- Verdaderas obras de arte se aprecian en la Iglesia Santiago de Boaco, óleos de los maestros Antonio Sarria y Pedro Ortiz, terminadas a inicios del siglo XX
La Vía Sacra de la iglesia Santiago Apóstol, de Boaco, conformada por cuadros de catorce estaciones y acompañados de sus respectivas cruces de madera, son una espléndida expresión escénica del arte sacro tardío nicaragüense que ilustra catequísticamente la pasión y victoria de la cristiandad en el mundo: la crucifixión de Jesús.
Según el poeta Armando Incer, estas obras de arte sacro terminadas de pintar en 1919 en forma de cuadros históricos por el maestro Pedro Ortiz, fueron encargadas por el fundador de la parroquia Santiago Apóstol, el sacerdote Paulino José Nieborowsky.
Años después, cinco de estas obras perecieron en un incendio pero fueron vueltas a pintar o ¿restauradas? por el maestro Antonio Sarria, el cual también pintó la Vía Sacra en la Catedral de León. Para identificarlas, explica Incer, las pinturas de Sarria tienen unos cielos azules, en tanto en las nueve restantes de Ortiz, sus tonos son de atardeceres.
Por su parte, el párroco actual Edgar Santamaría Estrada, recapitula que hubo un incendio parcial hace unos 90 años que destruyó parte de las obras y techo de la iglesia, por lo que estima que las obras pueden tener más años.
Sobre la situación de las pinturas hace un llamado al Estado o entidades privadas para que apoyen la restauración total de las catorce estaciones, ya que sólo cuentan con fondos para la reparación del templo.
Valiosa colección
Hay que resaltar que esta versión gráfica conjunta viene a ser una valiosa colección del arte manierista tardío y alegórico de La Pasión de Cristo, el cual ocupa todo el espacio de las paredes laterales del arca de este templo, casi desprovisto de otras imágenes de apóstoles, mártires o santos del culto católico romano.
Dicha realización inicial fue costeada, recuerda Incer y el padre Estrada, por familias católicas boaqueñas como los Espinoza, Mora, Incer, Tijerino, Rocha, entre otras, convirtiéndose en un santuario para miles de feligreses y peregrinos que admiran o veneran con rezos estas catorce estaciones evangelizadoras.
Las catorce estaciones
Siete estaciones del Vía Crucis tratan de aproximarse a la descripción que hacen los cuatro evangelistas del nuevo testamento sobre los sucesos dramáticos acontecidos en Jerusalén, al igual que las restantes siete tradicionales, vienen a ser la ruta dolorosa de la crucifixión de Jesús en el Gólgota hace más de dos mil años.
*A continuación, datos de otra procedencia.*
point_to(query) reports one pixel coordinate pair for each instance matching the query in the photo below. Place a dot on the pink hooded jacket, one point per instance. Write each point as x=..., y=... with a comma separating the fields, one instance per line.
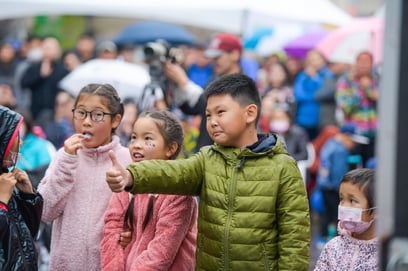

Las estaciones aquí pintadas representan a: I) Jesús es Condenado a Muerte (Mt. 27,15-26; Mc. 15,6-15; Lc. 23,17-25; Jn. 18,38-40, 19,4-16); (II) Jesús Toma la Cruz a Cuestas (Jn. 19,17); (III) Jesús Cae por Primera Vez; (IV) Encuentro con su Santísima Madre; (V) Jesús es Ayudado por el Cirineo.
Pero los Evangelios sitúan los hechos de la Pasión al principio de la vía dolorosa; Mt. 27,32; Mc. 15,21; Lc. 23,26); (VI) La Verona Enjuga el Rostro de Jesús; (VII) Jesús Cae por Segunda Vez; (VIII) Jesús Consuela a los Hijos de Jerusalén (Lc. 23,27-31); (IX) Jesús Cae por Tercera Vez: (X) Jesús es Despojado de sus Vestiduras (Mt. 27,28); (XI) Jesús Muere Crucificado (Mt. 27,45-56; Mc. 15,33-41; Lc. 23,44-49; Jn. 19,30); (XIII) María Recibe el Cuerpo Difunto de Jesús; (XIV) Jesús es Sepultado (Mt. 27,57-61; Mc. 15,42-47; Lc. 23,50-56; Jn. 19,38-42).
La crucifixión fue una modalidad de pena de muerte, la cruz donde las víctimas criminales y esclavos de guerra primeramente eran azotados, luego amarrados o clavados en el poste. Esta dura y violenta práctica militar inició en el siglo VI antes de Cristo, sobre todo, entre los cartagineses, romanos, egipcios, y persas y fue abolida por Constantino I en el año 337 de nuestra era, cuando el cristianismo como religión profesante del Estado alcanzó un mayor peso en la historia cristocéntrica. Esto permitió que siglos después, en el medioevo principalmente, floreciera el arte sacro cristiano y romano de donde procede el estilo y forma de la Vía Sacra de Boaco.